Today, the Commission, in cooperation with the President of the European Council, has put forward a European roadmap to phase-out the containment measures due to the coronavirus outbreak.
While we are still in firefighting mode, the necessary extraordinary measures taken by Member States and the EU are working. They have slowed down the spread of the virus and saved thousands of lives. However, these measures and the corresponding uncertainty come at a dramatic cost to people, society and the economy, and cannot last indefinitely.
President of the European Commission Ursula von der Leyen said: “Saving lives and protecting Europeans from the coronavirus is our number one priority. At the same time, it is time to look ahead and to focus on protecting livelihoods. Even though conditions in the Member States still vary widely, all Europeans rightly ask themselves when and in what order the confinement measures can be lifted.
Responsible planning on the ground, wisely balancing the interests of protection of public health with those of the functioning of our societies, needs a solid foundation. That’s why the Commission has drawn up a catalogue of guidelines, criteria and measures that provide a basis for thoughtful action. The strength of Europe lies in its social and economic balance. Together we learn from each other and help our European Union out of this crisis.”
Commissioner for Health and Food safety Stella Kyriakides said: “Returning to normality after the corona lockdowns will require a carefully coordinated and European approach between Member States, based on science and in the spirit of solidarity. It is crucial that our healthcare systems have the capacity to treat increases in new cases, that essential medicines and equipment are available and that we have large-scale testing and tracing capacity in place.

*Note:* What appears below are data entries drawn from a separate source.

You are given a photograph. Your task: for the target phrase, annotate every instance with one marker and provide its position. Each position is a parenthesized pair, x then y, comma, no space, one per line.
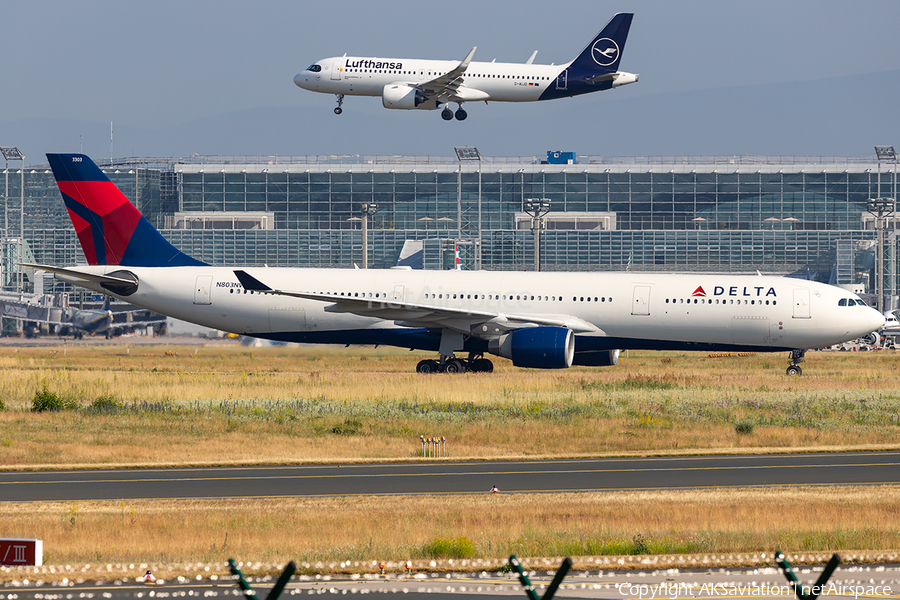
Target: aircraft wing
(447,86)
(485,324)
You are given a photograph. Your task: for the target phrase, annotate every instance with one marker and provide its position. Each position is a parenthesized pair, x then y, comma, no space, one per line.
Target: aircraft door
(801,304)
(202,289)
(562,80)
(640,305)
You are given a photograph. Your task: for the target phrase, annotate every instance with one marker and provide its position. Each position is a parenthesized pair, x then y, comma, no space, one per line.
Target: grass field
(153,405)
(209,405)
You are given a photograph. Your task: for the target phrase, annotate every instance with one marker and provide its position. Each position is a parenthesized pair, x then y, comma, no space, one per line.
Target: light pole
(467,154)
(368,209)
(12,153)
(537,208)
(882,207)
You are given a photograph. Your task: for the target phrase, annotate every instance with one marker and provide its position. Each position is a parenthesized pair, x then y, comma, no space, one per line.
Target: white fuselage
(629,310)
(358,76)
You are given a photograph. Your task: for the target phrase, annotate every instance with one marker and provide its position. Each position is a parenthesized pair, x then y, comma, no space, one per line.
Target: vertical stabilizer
(605,50)
(109,227)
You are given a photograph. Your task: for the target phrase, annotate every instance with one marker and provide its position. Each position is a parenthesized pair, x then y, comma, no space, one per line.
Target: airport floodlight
(537,208)
(881,206)
(12,153)
(885,153)
(468,153)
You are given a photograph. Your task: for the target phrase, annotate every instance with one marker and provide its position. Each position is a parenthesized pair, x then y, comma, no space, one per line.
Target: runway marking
(445,474)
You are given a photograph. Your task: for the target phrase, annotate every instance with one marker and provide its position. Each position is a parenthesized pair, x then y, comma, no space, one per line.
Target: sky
(175,78)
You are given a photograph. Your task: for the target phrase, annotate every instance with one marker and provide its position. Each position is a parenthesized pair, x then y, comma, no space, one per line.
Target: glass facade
(706,214)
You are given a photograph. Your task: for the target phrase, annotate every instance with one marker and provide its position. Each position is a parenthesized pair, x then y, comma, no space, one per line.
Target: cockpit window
(851,302)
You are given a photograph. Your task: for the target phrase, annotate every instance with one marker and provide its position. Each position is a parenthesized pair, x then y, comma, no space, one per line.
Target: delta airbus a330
(431,84)
(538,320)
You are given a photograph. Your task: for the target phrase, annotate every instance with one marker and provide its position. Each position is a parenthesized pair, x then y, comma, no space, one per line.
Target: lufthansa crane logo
(605,52)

We know that this road will be long and gradual and that the consequences of this unprecedented health crisis will be long lasting. Until effective treatments and a vaccine are found, we will have to learn to live with this virus. But Europe will be back on its feet, together and united. This is the only way.”
While recognising the specificities of each country, the European roadmap establishes the following key principles:
- Timing is essential. Deciding that the time has cometo begin to relax confinement should be based on these criteria:
Epidemiological criteria showing that the spread of the disease has significantly decreased and stabilised for a sustained period.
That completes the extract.